National Collegiate Week promoting racial unity. Ironic? I can't decide.

I'm personally challenged with reaching specific people-groups without further isolating them at the same time. I'm sure I'm not alone in struggling with that balance. For instance, National Collegiate Week is all about recognizing that college students are a unique group within society and as such should be addressed, trained, outreached to, and even perhaps allowed to worship separately in their own environment. Many churches have worship services intended specifically for unique peoples (young adults, traditional-music-lovers, cowboys, whatever).


Yet on the other hand we talk about the necessity of a racially diverse congregation as if race were a "special case" of people-groups that should be integrated together while most other people-groups are being more and more divided and segmented.

The irony for me is that an incredibly segregated group of people (college students) are being challenged to desegregate by race ("the college students we are segregating from the rest of the church need to be desegregating among themselves, racially-speaking").

Revelation repeatedly speaks of unity between every tribe and language and people and nation.
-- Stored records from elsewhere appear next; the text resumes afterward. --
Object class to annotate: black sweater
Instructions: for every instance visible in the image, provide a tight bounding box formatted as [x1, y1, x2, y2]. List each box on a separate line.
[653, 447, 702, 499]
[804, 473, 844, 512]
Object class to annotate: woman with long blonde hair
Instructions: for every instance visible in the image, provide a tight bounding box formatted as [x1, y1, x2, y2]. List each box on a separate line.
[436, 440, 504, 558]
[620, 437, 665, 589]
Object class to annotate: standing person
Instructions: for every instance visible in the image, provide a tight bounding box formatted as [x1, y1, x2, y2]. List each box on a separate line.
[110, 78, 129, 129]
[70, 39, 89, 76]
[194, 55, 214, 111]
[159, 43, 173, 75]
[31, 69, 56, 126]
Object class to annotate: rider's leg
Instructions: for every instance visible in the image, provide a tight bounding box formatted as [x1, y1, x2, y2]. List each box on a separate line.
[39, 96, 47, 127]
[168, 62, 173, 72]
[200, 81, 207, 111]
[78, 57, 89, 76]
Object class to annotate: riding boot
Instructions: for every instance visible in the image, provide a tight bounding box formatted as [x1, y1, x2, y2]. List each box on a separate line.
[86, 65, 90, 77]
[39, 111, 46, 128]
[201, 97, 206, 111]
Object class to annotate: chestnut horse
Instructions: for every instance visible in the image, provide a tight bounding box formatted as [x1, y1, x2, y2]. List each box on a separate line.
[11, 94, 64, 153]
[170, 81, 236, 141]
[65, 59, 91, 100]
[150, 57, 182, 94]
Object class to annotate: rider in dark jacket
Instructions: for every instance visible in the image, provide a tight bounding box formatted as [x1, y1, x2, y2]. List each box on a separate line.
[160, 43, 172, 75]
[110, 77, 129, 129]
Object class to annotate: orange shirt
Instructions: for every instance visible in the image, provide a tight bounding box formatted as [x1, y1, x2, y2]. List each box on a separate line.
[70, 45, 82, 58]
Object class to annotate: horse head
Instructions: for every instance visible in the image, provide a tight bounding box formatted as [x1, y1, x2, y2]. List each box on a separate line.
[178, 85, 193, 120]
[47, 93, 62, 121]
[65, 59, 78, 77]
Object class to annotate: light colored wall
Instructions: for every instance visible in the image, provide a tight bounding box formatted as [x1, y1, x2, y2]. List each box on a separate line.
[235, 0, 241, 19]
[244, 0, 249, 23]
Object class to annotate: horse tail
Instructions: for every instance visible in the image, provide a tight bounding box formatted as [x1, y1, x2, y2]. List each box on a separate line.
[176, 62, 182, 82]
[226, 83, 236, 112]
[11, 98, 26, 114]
The more I reflect on those passages and on current Christian culture the more I like the push for racial diversity and become more and more uncertain about efforts to further segment (and essentially define ourselves) based on anything other than our mere Christianity.

Are we being intentional to worship among a racially diverse peoples yet at the same time trying to segment ourselves based on other, equally trivial, preferences and demographics such as age or worship styles? It sounds inconsistent at best and hypocritical at worst.

I know there are issues with this attitude such as, "So do I speak Korean to a bunch of Anglo-Saxons and do I speak 'modern' to a bunch of 'postmoderns'?" and I get that. Jesus, Paul, and others seemed to know their audiences very well and interact with them accordingly. However, they interacted with children, elderly, Samaritan, Jew, gentile, women, men, shepherds, and kings. They accepted everyone. They interacted with everyone. They worshipped with everyone. I'm not sure that "demographic-based" churches or churches that segment themselves along these demographic lines are mimicking this all-inclusive attitude. Seems very much a "separate but equal" mentality.

That said, I totally understand and appreciate the very difficult challenge college ministers have of balancing between relevant ministry and segmented ministry.